Die Koblenzer Altstadt in Trümmern, Mayen in Flammen, die Amerikaner nehmen die Brücke von Remagen, Neuwied kapituliert - derweil verzeichnet das Originaltagebuch des NS-Sicherheitsdienstes weiter Todesurteile und deren Vollstreckung.

Spektakuläre Aufnahmen

Die Ausstellung zeigt noch nie gesehene Filmaufnahmen vom Einmarsch der Amerikaner in Koblenz, nie gesehene Fotos von endlosen Kriegsgefangenen-Lagern auf den Rheinwiesen bei Sinzig. Vom Leiden dort erzählen auch Bleistiftskizzen des Gefangenen Eugen Keller aus Höhr-Grenzhausen.

Und auf den Krieg folgt der große Hunger: Leihgaben des Bonner Hauses der Geschichte dokumentieren, wie Elend und Erfindungsreichtum Hand in Hand gehen. Kardinal Frings legitimiert den Kohlen-Klau, Zigarettenwährung, Trümmerbeseitigung.

Nicht verschwiegen wird das düstere Kapitel missglückter Entnazifizierung: Der Fall Heuser wird in Text- und Videodokumenten aufbereitet. Trotz schwerster Verbrechen während des Krieges im Osten, gelangte er nachher bei der Koblenzer Kripo wieder in Amt und Würden. Erst in den 60ern machte man ihm den Prozess.

Die Chronologie dieser Ausstellung - die immer wieder auch auf die Bildende Kunst zurückgreift, sei es in Form ihres Missbrauchs durch die NS-Propaganda, sei es als Ausdruck von Angst und Schmerz - endet mit den Geburtsstunden des Landes Rheinland-Pfalz am Zusammenfluss von Rhein und Mosel. Die erste Landesversammlung tagte 1946 im Stadttheater Koblenz, der erste Landtag 1947 im örtlichen Rathaussaal.

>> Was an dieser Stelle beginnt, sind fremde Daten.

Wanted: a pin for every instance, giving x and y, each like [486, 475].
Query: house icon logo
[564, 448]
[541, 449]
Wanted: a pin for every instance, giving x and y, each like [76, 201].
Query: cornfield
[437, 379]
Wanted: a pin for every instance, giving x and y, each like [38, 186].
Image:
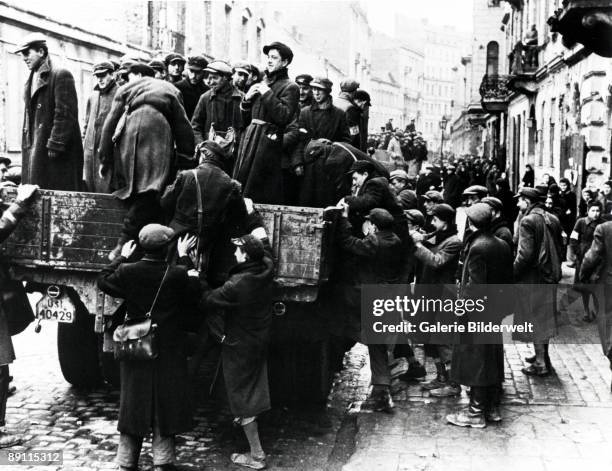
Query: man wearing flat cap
[271, 105]
[488, 261]
[51, 145]
[193, 87]
[538, 262]
[345, 102]
[145, 135]
[321, 120]
[175, 64]
[98, 106]
[218, 111]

Fotos und einige Originalmöbel lassen die Momente des Entstehens der Demokratie lebendig werden: Hinter dem Präsidiumstisch hängt das Gemälde des gütig lächelnden trierischen Kurfürsten Clemens Wenzeslaus. Der musste in Ermangelung neuer republikanischer Symbole provisorisch den Platz des eben abgehängten Führers einnehmen.